Vimos su llegada por las ventanas como si fuese una
película. Había sucedido muchas veces. Entraban, saqueaban y salían. No
parecía lo mismo. No sé qué me hizo pensar eso. Estábamos cansados de
tener miedo y sin embargo este miedo era distinto. Era un miedo confuso.
Un miedo, que supimos después, era también producto de nuestro propio
engaño.
La vida había cambiado para ese entonces y el pueblo se
convirtió, sin darnos cuenta, en un lugar al que entraban y salían
personas de todo tipo. Todos buscaban lo mismo. Dinero que parecía
estar escondido en todas partes. Levantaban la tierra, los tapetes,
rompían paredes, escarbaban dejando una estela larga de dolor. No somos
nada. El miedo hacía con nosotros lo que bien le daba la gana. Un
asesinato convertía al muerto en sospechoso de haber cometido algún
crimen. Una violación hacía de la víctima una provocadora. Una osadía
hacía del rebelde una amenaza.
¿Qué harán aquí? Son diez. Sus
caballos sudan y parecen muy cansados. El polvo que levantan es denso.

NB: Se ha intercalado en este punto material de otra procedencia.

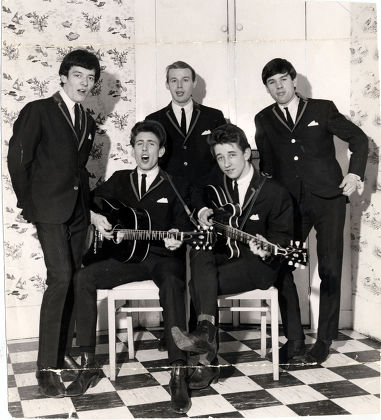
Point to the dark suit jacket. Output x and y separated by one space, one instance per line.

En la radio suena un vallenato. No sabemos qué pasa. Tampoco qué pasará
de allí en adelante. Se bajan de sus caballos, hablan todos al mismo
tiempo. Unos visten como militares y otros como paisanos. Algunos se
sitúan a la entrada del pueblo y otros a la salida. De una de las
camionetas baja un hombre, todos están atentos. Hay dos mujeres, ambas
visten ropa militar y una de ellas tiene un altavoz en la mano, el
hombre le hace una señal y ella le alcanza el altavoz.
—No se
preocupen que nada les pasará. La vida de todos los civiles será
respetada. Queremos reunirnos con todos en la plaza del pueblo en dos
horas.
Eso fue años antes del bombardeo.
DOS
Bololó
es tierra caliente de pequeños mineros y agricultores. Tierra de
muerte. Allá el silencio no tiene precio y solo cuando uno ha vivido en
una situación como esta sabe con certeza cuánto vale quedarse callado:
vale el peso en oro del pueblo de donde me tocó salir como si fuera una
rata. Sin decir por qué, como si la vida de uno allí, por cerca de
veinte años, no le diera ningún derecho. Pero eso de los derechos es un
lujo que solo se dan los de la ciudad.
El día de mi último
cumpleaños en el lugar lo llevo en la memoria como un recuerdo alegre.
Matamos a un cerdo que gritó como salvaje, lo abrimos, hicimos
butifarra, tomamos tanta cerveza que llegamos a pensar que estábamos en
el paraíso. Una parranda repleta de deseos contenidos, de historias
cantadas, de juglares asesinados, de romances truncos. Así es un pueblo
pobre. Te aferras a las pequeñas cosas como a un salvavidas.
Este es el amor amor, el amor que me divierte, cuando estoy en la parranda no me acuerdo de la muerte.
Esa
fue la última fiesta. Fue unas semanas antes de que me pusieran en la
fila del miedo. La parranda la iniciamos a las dos de la tarde, llegó
casi todo el mundo y uno por uno me dieron el feliz cumpleaños.
—Cante
doña María, cante —me pedían todos en coro y la piel se me ponía de
gallina. Yo que, más que cantar, clamaba a escondidas. Atravesada por el
terror me decía a mí misma:
—No te dejes, María Palenque, silenciar por la cobardía.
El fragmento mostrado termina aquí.